Archäologen beschäftigen sich beispielsweise mit den gewaltigen Mengen an Plastikmüll, der zum überwiegenden Teil in den Meeren landet, und sprechen analog etwa zur Stein- oder Bronzezeit von der Plastikzeit. Untersucht wurde beispielsweise, woher auf den Galapagos-Inseln gefundene Plastikbeutel stammen, die aufgrund von menschlichem Verhalten in die Umwelt gelangen, um dieses zu verändern. In einem Artikel, der in der archäologischen Zeitschrift Antiquity erschienen ist, führen Archäologen der Universität York aus, wie man mit ihren Mitteln die materielle Kultur von Covid-19 (Covid-Müll) am Beispiel der Persönlichen Schutzausrüstung wie Masken und Plastikhandschuhe erforschen könne, um der Politik bei der Wahrnehmung des Problems und beim Umweltschutz zu helfen. Nebeneffekt soll natürlich sein, der Archäologie und damit ihrem Berufsstand durch die Orientierung auf Politik, Umweltschutz und Zukunft größere Bedeutung zukommen zu lassen.

 

In Wuhan ist durch die Pandemie der klinische Müll auf 200 Tonnen täglich angewachsen. In Großbritannien wurden schon zu Beginn der Pandemie in zwei Monaten ab Ende Februar an die Krankenhäuser 360 Millionen Plastikhandschuhe und 158 Millionen Masken geliefert. Einmalmasken bestehen u.a. aus Polipropylen, das sich nur langsam abbaut. Die Wissenschaftler argumentieren, dass in vielen Ländern solche Massen an Covid-Müll weggeworfen werden, dass sie bereits Teil der archäologischen Hinterlassenschaften der Jetztzeit und zum Symbol der Pandemie wurden. Die Archäologie könne den anfallenden Müll dokumentieren und auch Soziale Medien als eine Ressource verwenden, um dem Phänomen auf die Spur zu kommen. Man gräbt gewissermaßen nicht mehr im Boden, sondern im Internet. Und die Archäologen legen den Politikern nahe, wiederverwendbare Persönliche Schutzkleidung anzuordnen und entsprechend zu versuchen, das Verhalten der Menschen zu verändern.

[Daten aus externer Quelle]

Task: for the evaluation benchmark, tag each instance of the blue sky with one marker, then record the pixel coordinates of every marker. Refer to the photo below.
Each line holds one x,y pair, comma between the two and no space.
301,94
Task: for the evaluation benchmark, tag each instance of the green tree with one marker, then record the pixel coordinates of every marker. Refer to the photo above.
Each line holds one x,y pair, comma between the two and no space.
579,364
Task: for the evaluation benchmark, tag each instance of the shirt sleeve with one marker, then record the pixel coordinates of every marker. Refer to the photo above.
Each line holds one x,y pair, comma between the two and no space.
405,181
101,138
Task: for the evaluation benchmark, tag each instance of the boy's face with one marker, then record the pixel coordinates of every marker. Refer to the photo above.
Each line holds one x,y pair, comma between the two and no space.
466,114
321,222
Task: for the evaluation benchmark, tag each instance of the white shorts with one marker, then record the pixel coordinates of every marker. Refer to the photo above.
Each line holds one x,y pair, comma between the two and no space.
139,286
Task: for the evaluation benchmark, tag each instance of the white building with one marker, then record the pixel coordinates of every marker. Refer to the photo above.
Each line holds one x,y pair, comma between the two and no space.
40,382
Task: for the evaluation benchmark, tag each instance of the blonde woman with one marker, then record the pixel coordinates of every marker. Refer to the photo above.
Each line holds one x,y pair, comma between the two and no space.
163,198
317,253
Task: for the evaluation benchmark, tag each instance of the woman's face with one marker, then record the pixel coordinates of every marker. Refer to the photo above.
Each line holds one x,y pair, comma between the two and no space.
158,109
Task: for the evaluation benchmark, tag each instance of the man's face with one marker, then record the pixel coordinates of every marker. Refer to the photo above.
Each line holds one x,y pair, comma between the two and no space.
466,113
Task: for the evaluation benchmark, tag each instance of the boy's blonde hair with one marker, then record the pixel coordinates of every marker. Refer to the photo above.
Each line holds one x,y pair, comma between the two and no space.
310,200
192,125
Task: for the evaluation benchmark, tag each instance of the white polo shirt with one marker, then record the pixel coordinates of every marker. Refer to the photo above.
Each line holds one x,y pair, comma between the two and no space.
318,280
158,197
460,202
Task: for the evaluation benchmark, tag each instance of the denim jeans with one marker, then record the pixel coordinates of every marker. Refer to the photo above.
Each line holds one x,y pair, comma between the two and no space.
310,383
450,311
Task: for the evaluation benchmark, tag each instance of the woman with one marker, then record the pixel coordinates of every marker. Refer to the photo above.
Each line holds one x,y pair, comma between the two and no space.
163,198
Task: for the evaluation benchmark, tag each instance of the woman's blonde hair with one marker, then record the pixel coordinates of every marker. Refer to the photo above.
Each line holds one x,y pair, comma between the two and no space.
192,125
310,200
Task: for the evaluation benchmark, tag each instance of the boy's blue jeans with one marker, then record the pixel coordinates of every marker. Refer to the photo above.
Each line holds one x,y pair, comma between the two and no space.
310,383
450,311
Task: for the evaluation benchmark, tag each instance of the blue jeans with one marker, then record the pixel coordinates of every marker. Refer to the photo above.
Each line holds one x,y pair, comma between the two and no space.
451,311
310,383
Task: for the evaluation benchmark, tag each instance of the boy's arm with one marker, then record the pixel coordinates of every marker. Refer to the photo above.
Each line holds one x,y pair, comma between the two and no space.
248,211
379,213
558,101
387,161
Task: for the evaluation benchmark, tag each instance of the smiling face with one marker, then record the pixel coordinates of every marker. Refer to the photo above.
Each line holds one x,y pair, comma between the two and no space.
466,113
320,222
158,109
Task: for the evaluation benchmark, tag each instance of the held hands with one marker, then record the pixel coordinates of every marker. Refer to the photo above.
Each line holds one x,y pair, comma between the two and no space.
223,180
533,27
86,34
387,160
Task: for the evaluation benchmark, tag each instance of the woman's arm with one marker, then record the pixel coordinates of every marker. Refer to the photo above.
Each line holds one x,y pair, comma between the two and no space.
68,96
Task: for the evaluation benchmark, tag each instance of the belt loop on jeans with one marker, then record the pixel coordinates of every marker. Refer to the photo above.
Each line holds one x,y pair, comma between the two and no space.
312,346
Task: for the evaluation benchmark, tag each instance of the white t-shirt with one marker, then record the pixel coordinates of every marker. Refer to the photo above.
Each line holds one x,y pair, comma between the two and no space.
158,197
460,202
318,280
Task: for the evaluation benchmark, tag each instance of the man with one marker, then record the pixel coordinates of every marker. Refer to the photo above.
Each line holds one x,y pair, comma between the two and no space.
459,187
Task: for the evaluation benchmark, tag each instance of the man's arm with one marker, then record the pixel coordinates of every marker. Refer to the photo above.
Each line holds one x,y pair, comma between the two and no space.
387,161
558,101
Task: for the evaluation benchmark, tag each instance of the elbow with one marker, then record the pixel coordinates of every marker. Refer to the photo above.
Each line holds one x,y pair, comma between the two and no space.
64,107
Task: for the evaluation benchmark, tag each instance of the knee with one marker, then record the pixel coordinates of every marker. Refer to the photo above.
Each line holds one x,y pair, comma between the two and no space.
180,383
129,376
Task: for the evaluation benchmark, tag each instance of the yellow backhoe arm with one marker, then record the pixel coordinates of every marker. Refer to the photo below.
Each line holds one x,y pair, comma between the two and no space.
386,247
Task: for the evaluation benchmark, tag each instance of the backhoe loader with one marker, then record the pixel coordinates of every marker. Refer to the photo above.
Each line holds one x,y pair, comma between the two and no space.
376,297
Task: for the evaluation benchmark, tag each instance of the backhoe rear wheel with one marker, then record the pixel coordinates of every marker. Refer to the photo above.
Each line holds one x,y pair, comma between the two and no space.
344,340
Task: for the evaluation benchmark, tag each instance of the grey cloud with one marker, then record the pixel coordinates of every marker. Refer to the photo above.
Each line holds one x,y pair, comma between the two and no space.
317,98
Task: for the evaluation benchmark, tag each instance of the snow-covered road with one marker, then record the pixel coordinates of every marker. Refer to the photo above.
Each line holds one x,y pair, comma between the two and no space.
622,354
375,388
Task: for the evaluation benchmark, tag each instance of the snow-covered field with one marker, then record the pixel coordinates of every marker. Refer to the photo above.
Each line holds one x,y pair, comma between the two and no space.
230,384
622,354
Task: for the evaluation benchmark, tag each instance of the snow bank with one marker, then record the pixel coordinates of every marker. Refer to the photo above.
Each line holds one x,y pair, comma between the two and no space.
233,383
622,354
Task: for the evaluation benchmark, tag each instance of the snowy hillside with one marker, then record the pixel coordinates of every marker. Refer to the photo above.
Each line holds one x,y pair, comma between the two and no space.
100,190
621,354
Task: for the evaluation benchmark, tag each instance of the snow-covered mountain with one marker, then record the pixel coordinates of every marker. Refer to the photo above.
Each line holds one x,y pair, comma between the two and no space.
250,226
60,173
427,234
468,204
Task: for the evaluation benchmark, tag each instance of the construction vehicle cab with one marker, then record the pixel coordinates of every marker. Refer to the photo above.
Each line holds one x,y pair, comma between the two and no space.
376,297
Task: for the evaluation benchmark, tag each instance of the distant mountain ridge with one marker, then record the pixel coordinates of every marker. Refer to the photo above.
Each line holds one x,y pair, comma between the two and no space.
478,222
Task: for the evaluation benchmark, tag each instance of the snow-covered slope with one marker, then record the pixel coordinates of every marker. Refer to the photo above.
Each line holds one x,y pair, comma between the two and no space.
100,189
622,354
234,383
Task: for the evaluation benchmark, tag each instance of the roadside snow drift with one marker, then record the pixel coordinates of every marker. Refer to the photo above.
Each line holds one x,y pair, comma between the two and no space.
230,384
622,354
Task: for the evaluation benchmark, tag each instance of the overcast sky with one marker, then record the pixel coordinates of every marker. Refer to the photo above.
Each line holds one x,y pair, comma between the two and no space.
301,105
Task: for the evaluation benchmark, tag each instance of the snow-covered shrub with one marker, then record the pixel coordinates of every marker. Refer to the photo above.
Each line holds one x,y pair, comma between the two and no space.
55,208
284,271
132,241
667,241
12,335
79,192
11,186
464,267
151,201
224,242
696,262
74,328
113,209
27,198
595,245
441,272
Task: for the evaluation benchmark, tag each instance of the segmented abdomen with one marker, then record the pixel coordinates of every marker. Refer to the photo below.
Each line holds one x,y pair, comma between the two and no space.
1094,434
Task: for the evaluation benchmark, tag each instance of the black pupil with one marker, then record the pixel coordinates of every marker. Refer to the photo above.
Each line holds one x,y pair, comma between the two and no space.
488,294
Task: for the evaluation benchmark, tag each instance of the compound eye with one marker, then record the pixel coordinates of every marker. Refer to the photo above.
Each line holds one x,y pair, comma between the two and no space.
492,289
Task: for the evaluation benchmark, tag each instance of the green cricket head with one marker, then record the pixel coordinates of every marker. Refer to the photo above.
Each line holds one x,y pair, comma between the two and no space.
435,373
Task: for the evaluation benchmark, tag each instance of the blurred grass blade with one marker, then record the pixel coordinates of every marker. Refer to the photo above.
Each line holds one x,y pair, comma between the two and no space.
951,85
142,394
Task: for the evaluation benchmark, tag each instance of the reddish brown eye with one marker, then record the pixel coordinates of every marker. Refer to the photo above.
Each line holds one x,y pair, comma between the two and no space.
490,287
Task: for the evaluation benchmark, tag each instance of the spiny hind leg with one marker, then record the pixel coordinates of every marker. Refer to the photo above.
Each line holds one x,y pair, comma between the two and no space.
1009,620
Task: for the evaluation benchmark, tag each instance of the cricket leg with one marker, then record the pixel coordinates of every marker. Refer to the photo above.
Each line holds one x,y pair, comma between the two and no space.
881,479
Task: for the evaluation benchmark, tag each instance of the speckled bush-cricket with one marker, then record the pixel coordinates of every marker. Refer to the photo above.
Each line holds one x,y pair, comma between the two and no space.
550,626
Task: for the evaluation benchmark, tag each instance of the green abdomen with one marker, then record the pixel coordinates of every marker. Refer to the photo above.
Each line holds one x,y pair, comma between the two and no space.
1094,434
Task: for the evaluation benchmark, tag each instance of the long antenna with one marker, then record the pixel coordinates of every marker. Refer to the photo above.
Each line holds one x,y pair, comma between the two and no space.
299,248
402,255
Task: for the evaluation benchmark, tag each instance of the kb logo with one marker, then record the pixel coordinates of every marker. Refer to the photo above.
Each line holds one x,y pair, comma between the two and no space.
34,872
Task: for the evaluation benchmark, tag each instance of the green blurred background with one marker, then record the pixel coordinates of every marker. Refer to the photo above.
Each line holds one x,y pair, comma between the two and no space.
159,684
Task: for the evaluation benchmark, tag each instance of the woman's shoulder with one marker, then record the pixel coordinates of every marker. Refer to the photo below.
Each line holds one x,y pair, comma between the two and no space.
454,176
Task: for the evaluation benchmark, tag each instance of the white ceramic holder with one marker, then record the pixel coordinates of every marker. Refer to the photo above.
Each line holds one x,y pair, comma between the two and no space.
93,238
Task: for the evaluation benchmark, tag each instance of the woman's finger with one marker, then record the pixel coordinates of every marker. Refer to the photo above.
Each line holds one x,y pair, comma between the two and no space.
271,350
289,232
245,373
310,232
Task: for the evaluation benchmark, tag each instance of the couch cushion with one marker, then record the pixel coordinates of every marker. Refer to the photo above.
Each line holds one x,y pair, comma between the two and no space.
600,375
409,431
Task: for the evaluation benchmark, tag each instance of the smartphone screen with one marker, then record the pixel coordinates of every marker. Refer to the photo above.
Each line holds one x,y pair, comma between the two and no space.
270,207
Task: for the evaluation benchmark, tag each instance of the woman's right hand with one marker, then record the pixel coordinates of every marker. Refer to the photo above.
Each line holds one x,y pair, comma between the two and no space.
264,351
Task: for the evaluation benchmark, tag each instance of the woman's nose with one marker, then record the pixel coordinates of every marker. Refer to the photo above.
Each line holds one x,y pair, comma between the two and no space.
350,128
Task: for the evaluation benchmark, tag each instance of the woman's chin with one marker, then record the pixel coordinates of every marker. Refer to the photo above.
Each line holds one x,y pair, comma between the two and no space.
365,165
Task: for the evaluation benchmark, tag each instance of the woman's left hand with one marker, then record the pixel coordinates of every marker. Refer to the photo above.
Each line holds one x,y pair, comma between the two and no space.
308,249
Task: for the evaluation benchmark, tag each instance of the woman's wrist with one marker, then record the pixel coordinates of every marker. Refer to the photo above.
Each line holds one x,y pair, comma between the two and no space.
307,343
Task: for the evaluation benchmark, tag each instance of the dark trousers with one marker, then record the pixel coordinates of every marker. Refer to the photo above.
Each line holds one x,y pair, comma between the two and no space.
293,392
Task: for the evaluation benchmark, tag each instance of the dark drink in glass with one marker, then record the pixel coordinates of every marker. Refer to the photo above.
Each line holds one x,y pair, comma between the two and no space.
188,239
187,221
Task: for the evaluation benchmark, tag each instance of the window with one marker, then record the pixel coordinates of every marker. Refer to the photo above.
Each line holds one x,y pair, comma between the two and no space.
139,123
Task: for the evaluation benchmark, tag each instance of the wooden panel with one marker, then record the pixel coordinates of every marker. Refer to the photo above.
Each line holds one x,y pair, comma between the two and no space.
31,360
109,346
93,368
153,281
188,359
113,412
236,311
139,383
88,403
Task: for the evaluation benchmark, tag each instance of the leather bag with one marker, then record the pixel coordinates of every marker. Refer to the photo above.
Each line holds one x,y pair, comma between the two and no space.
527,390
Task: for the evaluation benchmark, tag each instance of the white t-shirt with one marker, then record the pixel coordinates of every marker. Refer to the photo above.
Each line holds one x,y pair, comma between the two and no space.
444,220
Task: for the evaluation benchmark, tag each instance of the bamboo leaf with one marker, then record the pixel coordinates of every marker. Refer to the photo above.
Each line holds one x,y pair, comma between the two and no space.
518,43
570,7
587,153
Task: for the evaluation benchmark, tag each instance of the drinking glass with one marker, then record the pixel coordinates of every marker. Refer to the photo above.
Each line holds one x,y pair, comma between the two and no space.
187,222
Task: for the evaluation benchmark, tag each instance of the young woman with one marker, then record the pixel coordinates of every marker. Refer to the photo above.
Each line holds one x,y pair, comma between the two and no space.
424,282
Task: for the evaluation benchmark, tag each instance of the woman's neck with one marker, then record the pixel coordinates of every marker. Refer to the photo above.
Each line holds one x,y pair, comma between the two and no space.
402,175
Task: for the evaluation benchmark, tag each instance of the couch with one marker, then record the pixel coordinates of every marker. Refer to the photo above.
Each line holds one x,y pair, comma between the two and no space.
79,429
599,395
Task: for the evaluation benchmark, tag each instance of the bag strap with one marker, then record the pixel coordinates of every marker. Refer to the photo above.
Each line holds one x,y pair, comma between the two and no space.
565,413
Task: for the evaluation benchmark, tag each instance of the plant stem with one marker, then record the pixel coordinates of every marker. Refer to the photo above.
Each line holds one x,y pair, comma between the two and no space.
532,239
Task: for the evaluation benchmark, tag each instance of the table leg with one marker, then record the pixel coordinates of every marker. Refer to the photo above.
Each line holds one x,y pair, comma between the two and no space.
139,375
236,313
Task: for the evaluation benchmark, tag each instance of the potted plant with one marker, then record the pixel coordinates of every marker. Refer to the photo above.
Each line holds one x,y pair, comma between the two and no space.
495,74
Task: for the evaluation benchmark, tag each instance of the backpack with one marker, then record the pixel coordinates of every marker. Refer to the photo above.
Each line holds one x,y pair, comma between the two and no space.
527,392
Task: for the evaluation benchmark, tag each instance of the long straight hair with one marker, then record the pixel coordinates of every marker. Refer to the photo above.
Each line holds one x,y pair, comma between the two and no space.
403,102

„Wir behaupten aus einer Vielzahl von Perspektiven auf die Umweltverschmutzung“, sagen die Wissenschaftler, „dass die Archäologie durch ein Verständnis des soziokulturellen Lebens der Objekte einen einzigartigen Blick auf die Umweltverschmutzung anbietet, auch auf die die durch den Covid-Müll verursacht wird.“ Wirklich erschließt sich nicht, warum hier ausgerechnet die Archäologie wichtige Einsichten liefern könnte, die andere Umwelt- und Gesellschafswissenschaften nicht leisten können.

Profiteure der Pandemie

Im Aufzeigen des Umweltproblems des Covid-Mülls wird aber letztlich deutlich, wie  Wissenschaftler eben auch darum kämpfen, von der Pandemie zu profitieren, selbst wenn sie nicht nur auf den ersten Blick wenig mit ihr zu tun haben. Es gibt viele Profiteure, nicht zuletzt die Medien, die Angst und Widerstand zu ihren Gunsten ausbeuten wollen. Das schließt die „alternativen“ Medien ein, die mit ihrer scheinbaren Systemkritik, die im Wesentlichen darin besteht, bestimmte Kreise mit vermeintlichen dunklen Interessen zu beschuldigen und sich als im Geheimwissen auszeichnende Avantgarde zu gerieren, Quote und Geld machen.